Jakarta – Lembaga Perguruan Tinggi Nahdlatul Ulama (LPTNU) terus memperkuat agenda strategis pengembangan Perguruan Tinggi Nahdlatul Ulama (PTNU) melalui program Pusat Unggulan (Center of Excellence). Program ini dirancang untuk mendorong penguatan riset kolaboratif, peningkatan kapasitas akademik, serta perluasan dampak keilmuan di lingkungan PTNU.
Dalam kerangka program tersebut, LPTNU menetapkan sejumlah perguruan tinggi untuk mengembangkan pusat-pusat riset unggulan yang berfokus pada bidang strategis tertentu.
Sebagai bagian dari implementasi program tersebut, Universitas Nahdlatul Ulama Indonesia (Unusia) ditunjuk oleh LPTNU untuk mengembangkan Pusat Riset Unggulan Sosio-Agama dan Etika Publik (C-Share).
Penunjukan ini menegaskan posisi Unusia sebagai salah satu perguruan tinggi yang dipercaya menjadi penggerak pengembangan riset kolaboratif di lingkungan PTNU, khususnya dalam bidang kajian sosial, keagamaan, dan etika publik. Amanah ini juga menjadi bagian dari upaya memperkuat kontribusi Unusia dalam pengembangan ilmu pengetahuan yang relevan dengan kebutuhan masyarakat serta dinamika sosial kontemporer.

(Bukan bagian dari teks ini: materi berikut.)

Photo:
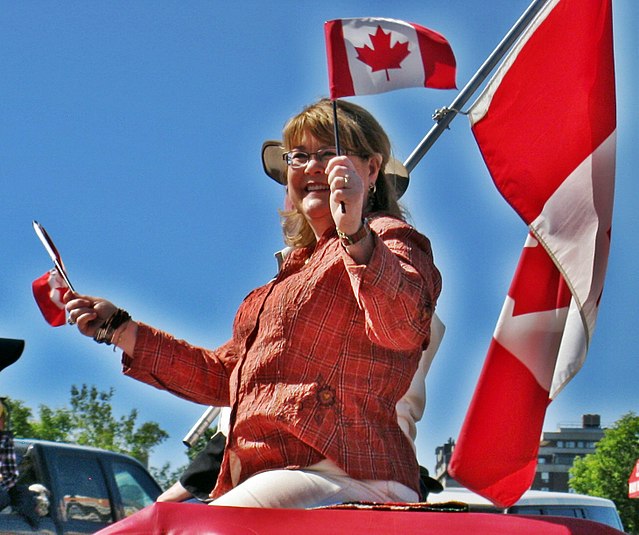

C-Share (Collaborative Scholarship and Shared Knowledge) merupakan Pusat Riset Unggulan yang berfokus pada pengembangan kajian sosio-agama dan etika publik secara interdisipliner.
Pusat riset ini dirancang untuk memperkuat ekosistem kolaborasi akademik di lingkungan PTNU melalui integrasi ilmu sosial, keagamaan, dan etika dalam menjawab berbagai tantangan masyarakat kontemporer.
Adapun fokus pengembangan C-Share meliputi:
- Penguatan riset interdisipliner sosial dan keagamaan
- Kajian etika publik dalam kehidupan bermasyarakat
- Pengembangan riset kolaboratif antar-PTNU
- Publikasi ilmiah dan penguatan jurnal akademik
- Diseminasi hasil riset yang berdampak bagi masyarakat
Melalui program C-Share, Unusia memperluas perannya sebagai pusat pengembangan pengetahuan yang tidak hanya bersifat akademik, tetapi juga memberi kontribusi nyata bagi masyarakat dan penguatan etika publik di ruang sosial.